Lesson 2: Prepare Now For The Inevitable
There seems to be a huge fascination in this country for when a “Cyber 9/11” or whether a “Cyber Pearl Harbor” is coming. Many experts have predicted that it will happen at some point, but in the meantime, we can learn a lot from major incidents like this.
This incident is another wake-up call. We can learn from how people reacted. Test incident response assumptions. What if the power was out even longer or over a wider area?
I find this report very helpful reading from the Insurance Journal in 2013 about the Blackout of 2003. Here’s an excerpt:
“In its final report on the causes of the blackout, the U.S.-Canada Power System Outage Task Force identified poor vegetation management, computer failures, inadequate training and lack of real-time situational awareness of grid conditions as the main factors behind the disaster.
First Energy was harshly criticized, but the task force identified institutional failures across the industry, particularly in setting and enforcing reliability standards, and coordinating across the grid. No fewer than 46 recommendations were made to prevent the blackout recurring (“Final Report on the August 14, 2003 Blackout” April 2004).”
Hopefully, a similar report will be produced about this outage. In the meantime, review (or develop) a Cyber Disruption Response Plan.
Lesson 3: We Are Vulnerable & More Power Outages Are Coming
We know that hurricanes, ice storms and other natural disasters cause power outages every year. Utility companies plan for these scenarios and practice recovery efforts.
But something different is happening lately, and more unexplained outages are happening at airports, in major cities and even country-wide around the world. We know that some of these are the result of hostile attacks against critical infrastructure, even if this was not what caused this U.K. attack.
What is clear is that much more needs to be done globally in this area, and we need to care and make this a top priority.
Whatever the causes, the data shows (from several studies) that power outages are becoming more frequent in the USA as a result of weather, aging infrastructure and additional factors. Other studies show the same trends worldwide.

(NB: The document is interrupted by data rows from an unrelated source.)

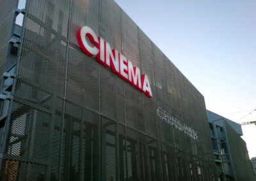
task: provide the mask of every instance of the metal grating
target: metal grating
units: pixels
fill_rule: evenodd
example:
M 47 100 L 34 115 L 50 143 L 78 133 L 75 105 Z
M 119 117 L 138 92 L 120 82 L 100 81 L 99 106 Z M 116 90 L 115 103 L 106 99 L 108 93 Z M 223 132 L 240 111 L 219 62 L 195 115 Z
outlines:
M 0 132 L 4 180 L 214 180 L 204 97 L 115 1 L 28 3 L 9 129 Z M 81 51 L 83 25 L 148 76 L 153 98 Z M 198 141 L 157 117 L 158 107 Z

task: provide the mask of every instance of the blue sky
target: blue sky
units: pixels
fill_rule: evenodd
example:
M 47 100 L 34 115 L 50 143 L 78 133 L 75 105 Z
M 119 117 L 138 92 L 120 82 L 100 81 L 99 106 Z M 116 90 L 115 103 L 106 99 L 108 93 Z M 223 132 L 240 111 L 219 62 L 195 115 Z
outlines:
M 256 1 L 115 0 L 204 95 L 234 121 L 256 109 Z M 256 111 L 239 122 L 256 120 Z M 256 126 L 243 126 L 256 157 Z

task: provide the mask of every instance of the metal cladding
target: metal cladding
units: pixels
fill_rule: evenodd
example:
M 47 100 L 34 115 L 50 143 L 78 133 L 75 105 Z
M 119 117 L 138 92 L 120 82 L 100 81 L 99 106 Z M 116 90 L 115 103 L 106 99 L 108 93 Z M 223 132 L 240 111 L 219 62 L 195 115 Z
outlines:
M 84 25 L 148 76 L 153 98 L 82 51 Z M 28 1 L 22 32 L 4 180 L 214 180 L 204 97 L 113 0 Z

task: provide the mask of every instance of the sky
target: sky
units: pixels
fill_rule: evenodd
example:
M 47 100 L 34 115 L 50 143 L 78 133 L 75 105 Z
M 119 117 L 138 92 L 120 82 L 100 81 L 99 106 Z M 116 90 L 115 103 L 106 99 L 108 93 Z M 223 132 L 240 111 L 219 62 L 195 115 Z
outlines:
M 207 109 L 256 120 L 256 1 L 115 1 L 203 94 Z M 242 129 L 256 157 L 256 125 Z

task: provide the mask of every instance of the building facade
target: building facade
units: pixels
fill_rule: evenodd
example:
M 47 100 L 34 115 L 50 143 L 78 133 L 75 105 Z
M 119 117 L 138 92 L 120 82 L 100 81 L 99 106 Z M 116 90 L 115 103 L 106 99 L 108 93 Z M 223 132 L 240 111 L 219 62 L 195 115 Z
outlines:
M 254 180 L 241 126 L 207 110 L 218 180 Z
M 10 1 L 0 7 L 3 179 L 214 180 L 204 97 L 115 1 Z M 120 78 L 129 65 L 114 73 L 81 45 L 112 64 L 125 56 L 145 89 Z

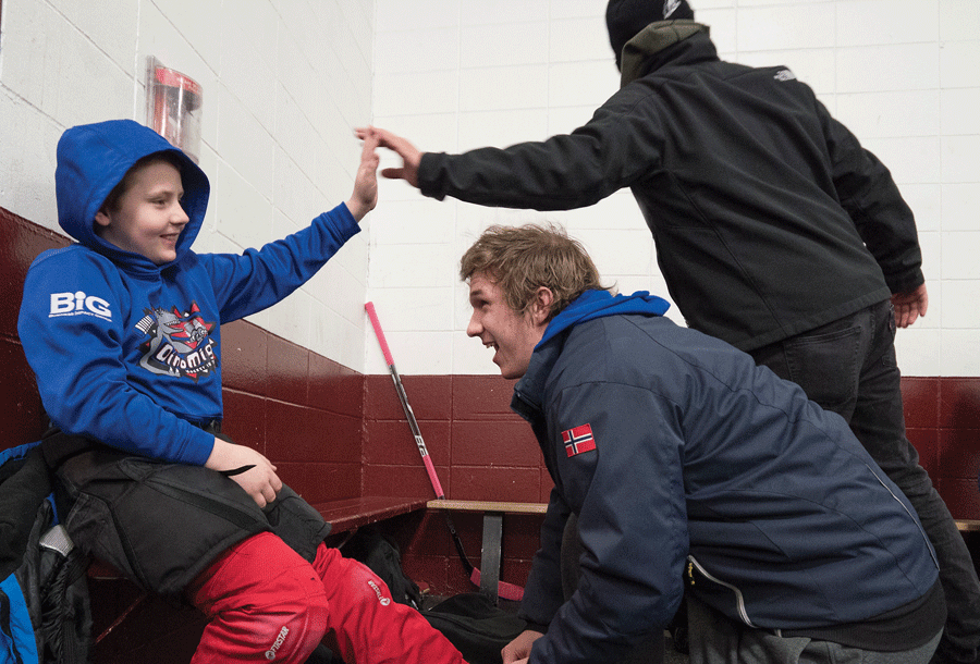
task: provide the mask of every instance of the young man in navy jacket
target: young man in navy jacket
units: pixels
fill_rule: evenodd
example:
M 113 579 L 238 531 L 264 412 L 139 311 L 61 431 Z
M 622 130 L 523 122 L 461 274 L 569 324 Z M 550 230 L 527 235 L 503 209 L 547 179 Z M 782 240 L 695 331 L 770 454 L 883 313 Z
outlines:
M 945 620 L 915 511 L 836 414 L 664 300 L 612 295 L 563 232 L 464 255 L 467 334 L 519 379 L 554 490 L 505 664 L 616 662 L 688 591 L 691 662 L 929 662 Z M 580 580 L 564 601 L 562 531 Z M 858 661 L 855 659 L 854 661 Z

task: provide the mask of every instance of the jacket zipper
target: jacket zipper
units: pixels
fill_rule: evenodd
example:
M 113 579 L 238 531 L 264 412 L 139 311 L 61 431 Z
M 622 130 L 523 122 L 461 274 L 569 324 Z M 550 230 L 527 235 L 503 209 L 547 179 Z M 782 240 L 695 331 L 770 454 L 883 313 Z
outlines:
M 698 562 L 695 560 L 695 557 L 694 557 L 693 555 L 688 555 L 688 556 L 687 556 L 687 560 L 688 560 L 688 563 L 689 563 L 689 566 L 688 566 L 688 575 L 690 576 L 691 583 L 694 583 L 694 575 L 690 574 L 689 569 L 690 569 L 690 566 L 693 565 L 694 567 L 697 567 L 697 568 L 698 568 L 698 571 L 700 571 L 700 573 L 705 576 L 705 578 L 707 578 L 709 581 L 714 581 L 714 582 L 718 583 L 719 586 L 724 586 L 725 588 L 727 588 L 728 590 L 731 590 L 733 593 L 735 593 L 735 603 L 736 603 L 736 605 L 738 606 L 738 616 L 739 616 L 739 617 L 742 618 L 742 620 L 743 620 L 746 625 L 748 625 L 749 627 L 751 627 L 751 628 L 754 628 L 754 629 L 759 629 L 759 628 L 758 628 L 758 627 L 749 619 L 749 617 L 748 617 L 748 611 L 746 611 L 746 608 L 745 608 L 745 598 L 742 595 L 742 591 L 738 590 L 737 587 L 733 586 L 732 583 L 726 583 L 725 581 L 722 581 L 721 579 L 719 579 L 719 578 L 712 576 L 711 574 L 709 574 L 707 569 L 705 569 L 703 567 L 701 567 L 701 564 L 698 563 Z
M 922 536 L 922 539 L 926 540 L 926 549 L 929 551 L 929 555 L 932 556 L 932 563 L 935 565 L 935 568 L 939 569 L 939 560 L 936 560 L 935 557 L 935 552 L 932 550 L 932 544 L 929 541 L 929 536 L 926 534 L 926 529 L 922 528 L 922 525 L 919 522 L 919 520 L 908 511 L 908 507 L 905 506 L 905 503 L 903 503 L 902 500 L 891 490 L 891 488 L 889 488 L 889 485 L 885 484 L 880 477 L 878 477 L 878 474 L 874 472 L 874 468 L 868 466 L 867 464 L 865 464 L 865 466 L 867 466 L 868 470 L 871 471 L 871 475 L 874 476 L 874 479 L 877 479 L 881 483 L 881 485 L 885 488 L 885 491 L 887 491 L 892 495 L 896 503 L 902 505 L 902 508 L 909 516 L 909 518 L 911 518 L 912 524 L 915 524 L 916 528 L 919 529 L 919 533 Z

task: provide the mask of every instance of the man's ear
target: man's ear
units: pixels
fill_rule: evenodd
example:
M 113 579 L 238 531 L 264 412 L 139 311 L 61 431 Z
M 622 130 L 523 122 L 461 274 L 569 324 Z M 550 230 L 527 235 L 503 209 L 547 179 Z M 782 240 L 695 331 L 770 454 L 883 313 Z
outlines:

Even assuming this power outage was not caused by any type of cyberattack, we must pay close attention to details before, during and after the incident.
I am very interested in the reactions from the security community, and the lack of trust in government and industry is already appearing when these types of situations occur with critical infrastructure outages. How will the public respond in an even worse emergency?

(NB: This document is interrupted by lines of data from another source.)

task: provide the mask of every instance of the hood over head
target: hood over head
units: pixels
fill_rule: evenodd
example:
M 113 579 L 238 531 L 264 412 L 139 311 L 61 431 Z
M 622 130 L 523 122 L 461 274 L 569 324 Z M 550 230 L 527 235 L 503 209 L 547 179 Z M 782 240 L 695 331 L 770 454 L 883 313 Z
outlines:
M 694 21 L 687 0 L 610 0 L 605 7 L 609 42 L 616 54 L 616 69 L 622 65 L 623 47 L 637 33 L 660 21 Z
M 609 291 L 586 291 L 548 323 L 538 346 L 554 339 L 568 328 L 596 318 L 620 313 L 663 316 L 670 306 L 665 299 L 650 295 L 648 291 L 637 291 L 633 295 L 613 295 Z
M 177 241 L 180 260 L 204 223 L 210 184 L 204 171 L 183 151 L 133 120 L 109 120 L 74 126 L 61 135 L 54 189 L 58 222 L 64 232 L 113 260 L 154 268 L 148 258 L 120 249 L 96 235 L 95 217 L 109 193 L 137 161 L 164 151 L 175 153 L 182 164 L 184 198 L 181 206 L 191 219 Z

There is no doubt in my mind that bad actors watched closely when this happened and took notes regarding public reactions, communications capabilities, response times and much, much more. Thankfully, the duration of this outage was fairly short, unlike the Blackout in Michigan in 2003, which I describe here and here.
Nevertheless, as bad as these incidents are, none rises to the level of a major multi-week or even multi-month blackout on a wide scale. The closest thing we have seen to that scenario is the hurricane devastation in Puerto Rico.
Are we prepared for more disruptions? Only time will tell.